王金凤二十一岁时与小他一岁的苗栗大湖客家女子杜生妹结婚,妻子也是童伶出身,工老生,但亦演青衣。两夫妇婚后多在同一戏班表演,算是夫唱妇随。太平洋战争期间,民间戏曲活动停止,夫妻俩改以当杂工维生,一直到战后,才恢复表演生涯。他们有子女各一,从母姓的儿子念到高工,没有随父母当「做戏仔」。女儿则从小随父母演戏,并嫁给一个唱花脸的演员。
王金凤演了三十多年的戏,四十五岁那年总算自己「整」班当老板。他的新美园班成立时,乱弹在民间的光辉时代已过,全台湾仅剩六、七团而已,而且营业状况多不好。主要原因是乱弹多演「大戏文」,一般妇孺较不熟悉,而且乱弹所需角色多,演员分散各地,徵调不易,比歌仔戏班更难经营。

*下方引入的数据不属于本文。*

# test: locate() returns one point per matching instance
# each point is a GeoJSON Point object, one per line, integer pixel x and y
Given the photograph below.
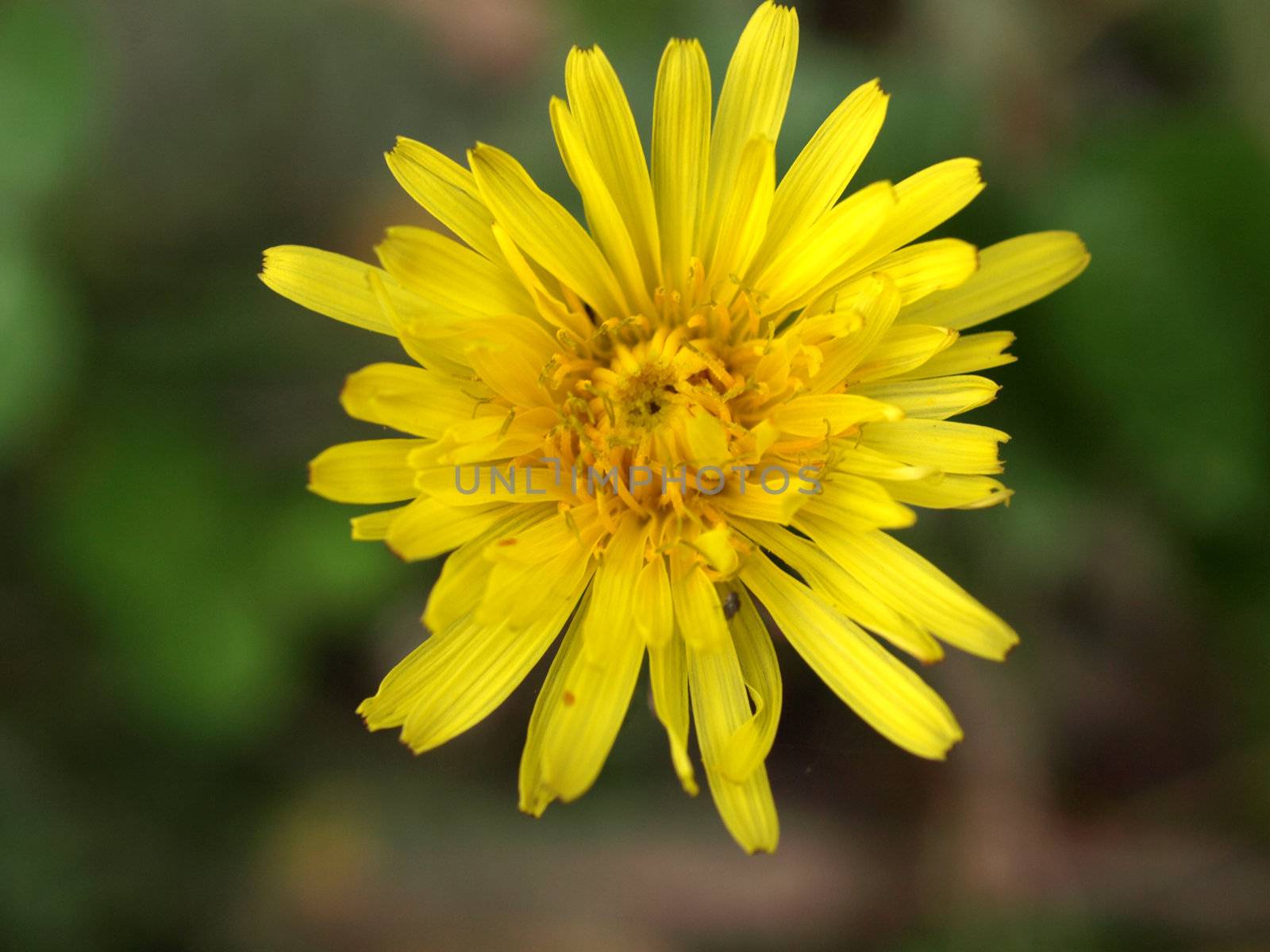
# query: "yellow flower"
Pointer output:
{"type": "Point", "coordinates": [637, 429]}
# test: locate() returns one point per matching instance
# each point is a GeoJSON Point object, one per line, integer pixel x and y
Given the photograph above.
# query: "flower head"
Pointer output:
{"type": "Point", "coordinates": [718, 395]}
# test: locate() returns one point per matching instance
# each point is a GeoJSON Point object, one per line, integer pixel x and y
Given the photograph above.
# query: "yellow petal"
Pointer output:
{"type": "Point", "coordinates": [518, 588]}
{"type": "Point", "coordinates": [766, 501]}
{"type": "Point", "coordinates": [876, 304]}
{"type": "Point", "coordinates": [926, 200]}
{"type": "Point", "coordinates": [597, 101]}
{"type": "Point", "coordinates": [656, 619]}
{"type": "Point", "coordinates": [826, 414]}
{"type": "Point", "coordinates": [751, 105]}
{"type": "Point", "coordinates": [668, 677]}
{"type": "Point", "coordinates": [427, 528]}
{"type": "Point", "coordinates": [749, 747]}
{"type": "Point", "coordinates": [857, 503]}
{"type": "Point", "coordinates": [912, 585]}
{"type": "Point", "coordinates": [863, 461]}
{"type": "Point", "coordinates": [1011, 276]}
{"type": "Point", "coordinates": [325, 282]}
{"type": "Point", "coordinates": [410, 399]}
{"type": "Point", "coordinates": [944, 444]}
{"type": "Point", "coordinates": [545, 230]}
{"type": "Point", "coordinates": [374, 527]}
{"type": "Point", "coordinates": [952, 492]}
{"type": "Point", "coordinates": [603, 215]}
{"type": "Point", "coordinates": [971, 352]}
{"type": "Point", "coordinates": [577, 717]}
{"type": "Point", "coordinates": [698, 611]}
{"type": "Point", "coordinates": [476, 484]}
{"type": "Point", "coordinates": [717, 546]}
{"type": "Point", "coordinates": [935, 399]}
{"type": "Point", "coordinates": [721, 708]}
{"type": "Point", "coordinates": [878, 687]}
{"type": "Point", "coordinates": [465, 574]}
{"type": "Point", "coordinates": [799, 272]}
{"type": "Point", "coordinates": [366, 471]}
{"type": "Point", "coordinates": [681, 150]}
{"type": "Point", "coordinates": [511, 362]}
{"type": "Point", "coordinates": [450, 274]}
{"type": "Point", "coordinates": [825, 168]}
{"type": "Point", "coordinates": [460, 676]}
{"type": "Point", "coordinates": [610, 621]}
{"type": "Point", "coordinates": [743, 215]}
{"type": "Point", "coordinates": [448, 190]}
{"type": "Point", "coordinates": [902, 349]}
{"type": "Point", "coordinates": [841, 589]}
{"type": "Point", "coordinates": [927, 267]}
{"type": "Point", "coordinates": [432, 336]}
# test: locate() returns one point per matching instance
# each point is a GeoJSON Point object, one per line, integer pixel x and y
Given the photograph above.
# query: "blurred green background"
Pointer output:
{"type": "Point", "coordinates": [187, 632]}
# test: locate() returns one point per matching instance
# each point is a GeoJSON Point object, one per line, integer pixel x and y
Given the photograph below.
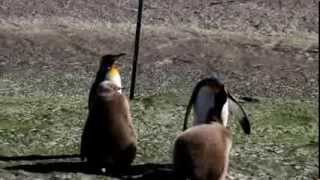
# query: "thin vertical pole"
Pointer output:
{"type": "Point", "coordinates": [136, 50]}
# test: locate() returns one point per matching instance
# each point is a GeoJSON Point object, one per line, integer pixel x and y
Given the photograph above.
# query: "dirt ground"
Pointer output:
{"type": "Point", "coordinates": [260, 48]}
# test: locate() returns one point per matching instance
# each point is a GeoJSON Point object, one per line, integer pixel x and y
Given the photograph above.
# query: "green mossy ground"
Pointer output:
{"type": "Point", "coordinates": [283, 144]}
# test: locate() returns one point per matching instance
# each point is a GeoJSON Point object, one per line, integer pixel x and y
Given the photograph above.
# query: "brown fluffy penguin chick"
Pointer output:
{"type": "Point", "coordinates": [109, 140]}
{"type": "Point", "coordinates": [202, 152]}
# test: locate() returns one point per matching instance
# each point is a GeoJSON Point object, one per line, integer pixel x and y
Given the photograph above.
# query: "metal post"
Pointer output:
{"type": "Point", "coordinates": [136, 50]}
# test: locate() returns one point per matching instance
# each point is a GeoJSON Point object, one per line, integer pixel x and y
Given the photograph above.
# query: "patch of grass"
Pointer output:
{"type": "Point", "coordinates": [283, 143]}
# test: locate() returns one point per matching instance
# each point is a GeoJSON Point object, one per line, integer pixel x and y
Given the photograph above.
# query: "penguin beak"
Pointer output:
{"type": "Point", "coordinates": [113, 75]}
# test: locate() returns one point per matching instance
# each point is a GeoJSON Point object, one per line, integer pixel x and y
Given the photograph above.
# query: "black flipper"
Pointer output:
{"type": "Point", "coordinates": [244, 122]}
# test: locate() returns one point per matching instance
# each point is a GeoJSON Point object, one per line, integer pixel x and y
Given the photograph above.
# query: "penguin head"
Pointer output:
{"type": "Point", "coordinates": [112, 72]}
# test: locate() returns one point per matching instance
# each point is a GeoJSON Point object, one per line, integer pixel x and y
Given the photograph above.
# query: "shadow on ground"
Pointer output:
{"type": "Point", "coordinates": [136, 172]}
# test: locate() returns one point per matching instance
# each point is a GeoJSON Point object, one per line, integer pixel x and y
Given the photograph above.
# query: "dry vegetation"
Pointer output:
{"type": "Point", "coordinates": [49, 53]}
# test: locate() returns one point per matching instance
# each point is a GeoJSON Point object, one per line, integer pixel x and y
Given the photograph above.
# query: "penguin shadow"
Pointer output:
{"type": "Point", "coordinates": [73, 164]}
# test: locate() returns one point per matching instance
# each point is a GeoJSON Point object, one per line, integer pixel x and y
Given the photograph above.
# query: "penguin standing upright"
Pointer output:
{"type": "Point", "coordinates": [210, 98]}
{"type": "Point", "coordinates": [202, 151]}
{"type": "Point", "coordinates": [109, 139]}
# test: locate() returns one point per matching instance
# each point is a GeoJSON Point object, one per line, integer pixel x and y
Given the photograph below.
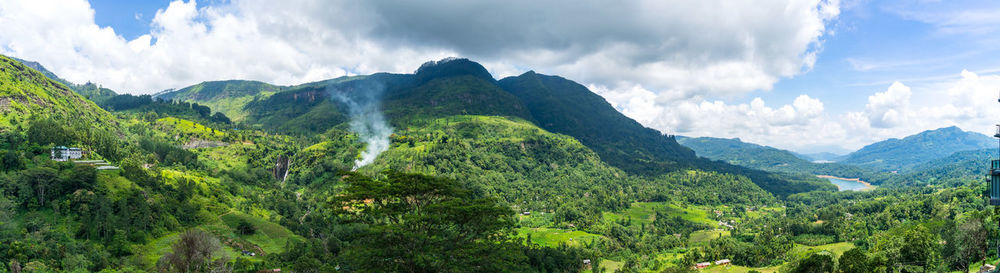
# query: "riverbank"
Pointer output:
{"type": "Point", "coordinates": [868, 186]}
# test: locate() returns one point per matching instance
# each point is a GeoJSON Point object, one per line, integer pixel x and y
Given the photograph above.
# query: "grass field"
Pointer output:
{"type": "Point", "coordinates": [553, 237]}
{"type": "Point", "coordinates": [187, 127]}
{"type": "Point", "coordinates": [797, 252]}
{"type": "Point", "coordinates": [270, 237]}
{"type": "Point", "coordinates": [645, 213]}
{"type": "Point", "coordinates": [835, 248]}
{"type": "Point", "coordinates": [702, 237]}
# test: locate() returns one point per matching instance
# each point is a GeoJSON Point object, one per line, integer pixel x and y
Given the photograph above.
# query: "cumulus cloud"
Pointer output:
{"type": "Point", "coordinates": [888, 109]}
{"type": "Point", "coordinates": [679, 47]}
{"type": "Point", "coordinates": [968, 102]}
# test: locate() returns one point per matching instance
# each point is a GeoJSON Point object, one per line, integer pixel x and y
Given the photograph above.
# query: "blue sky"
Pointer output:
{"type": "Point", "coordinates": [804, 75]}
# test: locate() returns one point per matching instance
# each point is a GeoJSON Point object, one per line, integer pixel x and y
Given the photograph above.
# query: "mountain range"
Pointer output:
{"type": "Point", "coordinates": [529, 173]}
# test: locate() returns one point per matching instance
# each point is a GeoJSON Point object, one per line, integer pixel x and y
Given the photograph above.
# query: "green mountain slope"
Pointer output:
{"type": "Point", "coordinates": [437, 89]}
{"type": "Point", "coordinates": [960, 168]}
{"type": "Point", "coordinates": [904, 154]}
{"type": "Point", "coordinates": [229, 97]}
{"type": "Point", "coordinates": [737, 152]}
{"type": "Point", "coordinates": [527, 167]}
{"type": "Point", "coordinates": [26, 92]}
{"type": "Point", "coordinates": [565, 107]}
{"type": "Point", "coordinates": [461, 87]}
{"type": "Point", "coordinates": [88, 90]}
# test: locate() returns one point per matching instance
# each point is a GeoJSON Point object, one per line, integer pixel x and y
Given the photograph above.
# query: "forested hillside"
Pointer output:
{"type": "Point", "coordinates": [771, 159]}
{"type": "Point", "coordinates": [531, 173]}
{"type": "Point", "coordinates": [904, 154]}
{"type": "Point", "coordinates": [228, 97]}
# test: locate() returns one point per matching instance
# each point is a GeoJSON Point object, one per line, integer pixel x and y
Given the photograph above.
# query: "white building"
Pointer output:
{"type": "Point", "coordinates": [63, 153]}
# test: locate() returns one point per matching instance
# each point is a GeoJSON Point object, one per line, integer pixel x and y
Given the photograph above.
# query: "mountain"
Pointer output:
{"type": "Point", "coordinates": [823, 156]}
{"type": "Point", "coordinates": [904, 154]}
{"type": "Point", "coordinates": [26, 92]}
{"type": "Point", "coordinates": [89, 90]}
{"type": "Point", "coordinates": [566, 107]}
{"type": "Point", "coordinates": [229, 97]}
{"type": "Point", "coordinates": [737, 152]}
{"type": "Point", "coordinates": [960, 168]}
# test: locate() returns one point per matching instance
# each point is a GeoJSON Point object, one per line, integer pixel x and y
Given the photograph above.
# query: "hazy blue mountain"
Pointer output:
{"type": "Point", "coordinates": [822, 156]}
{"type": "Point", "coordinates": [89, 90]}
{"type": "Point", "coordinates": [904, 154]}
{"type": "Point", "coordinates": [737, 152]}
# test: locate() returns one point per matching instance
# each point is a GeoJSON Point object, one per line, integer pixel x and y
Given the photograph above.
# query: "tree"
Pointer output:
{"type": "Point", "coordinates": [855, 261]}
{"type": "Point", "coordinates": [193, 252]}
{"type": "Point", "coordinates": [245, 228]}
{"type": "Point", "coordinates": [815, 263]}
{"type": "Point", "coordinates": [80, 177]}
{"type": "Point", "coordinates": [46, 131]}
{"type": "Point", "coordinates": [40, 180]}
{"type": "Point", "coordinates": [420, 223]}
{"type": "Point", "coordinates": [971, 243]}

新美园的前十多年,平均每月演出不足十天。不过,地方性重大庆典习惯请乱弹班演戏酬神,特别是建醮活动,更视乱弹班为「正棚」。因此,当各地乱弹纷纷解散,或变成乱弹/歌仔戏混合演出时,新美园便成为台湾唯一职业乱弹班,情况反而好转,有了较佳的戏路。我刚认识王金凤时,行头、演员造型都不如一般歌仔戏班的新美园,团员平均年龄超过六十岁,可谓全台湾最「老」的戏班,但每年有近两百天的演出机会。而后这个戏班一直维持最「老」的纪录,团员平均年龄逐渐累积到七、八十岁,也依然是台湾「孤行独市」的乱弹班。
为挚爱搏命演出
王金凤的身材瘦高,也许是从小学习小生、惯用假嗓的缘故,说起话来声音尖细,又因长年餐风宿露,嗓音已然有些沙哑,但上台唱戏,却依然高亢宏亮,只是加杂几分沧桑感。我初见他的第一个印象,觉得这位演员清瘦、苍老,随时要退隐的样子,其实他当时年未六旬。二十多年来他的样子变化不大,清癯依旧,但也没有明显更老化,我想这应该是他生命的韧性使然。他跟新美园其他老演员一样,从小在戏班坐科,娴熟乱弹的戏文与表演技巧,只因年老色衰,引不起观众的兴趣,乱弹的唱腔、身段与丰富的内容成为它发展的障碍。王金凤六、七十年的舞台生涯自始至终表演乱弹,一句唱腔、一个动作都马虎不得。他一大把年纪仍然苦撑新美园,出自个人对乱弹的爱好与情感,不忍让这个古老剧种在现代社会灰飞湮灭,另一个原因则被生活所逼。演戏的收入虽不多,但当作「老人工」倒也不无小补。还好戏班之中,有两夫妇、女儿、女婿当基本班底,勉强还可撑住门面。不过,每次看他在戏台上搏命演出,台下观众稀稀疏疏,仍予人不胜唏嘘的悲凉之感。
良法美意亦难救衰颓
二十年前文建会的成立与「文化资产保存法」的公布实施,使乱弹跟其他戏曲一样,受到前所未有的重视,有机会在官方的「文艺季」、「文化节」演出。王金凤先后获得 「薪传奖」与「重要民族艺术艺师」的荣衔,新美园也曾被邀请到地方文化中心演艺厅,甚至国家剧院演出,堪称王金凤一生最大的光荣。然而机会并不常见,老迈的王金凤与老旧的新美园仍以演外台酬神戏为生。反倒是戏班几位演员因年纪较轻、唱作倶佳,有机会成为「乱弹」的代表,经常在新式舞台表演、灌录影音资料、制作节目、举办研习活动。官方举办的「文化场」与一般民间庙会酬神戏有天壤之别,一次「文化场」的收入抵过庙会半年栉风沐雨的演出。在「保护民俗艺术」高唱入云的今天,有办法的演员积极争取「文化场」的演出或研习计划,很少人会对一天日夜两场、酬劳微薄的「外台戏」感兴趣。新美园留不住「台柱」,平均年龄更高,也更不容易吸引观众了。政府对艺人尊重,提供各种演出机会,原为良法美意,但不能从保护民间戏班著手,反而破坏戏曲活动的生态,当形形色色的「文化场」热闹展开,传统的戏曲环境相对更加恶劣。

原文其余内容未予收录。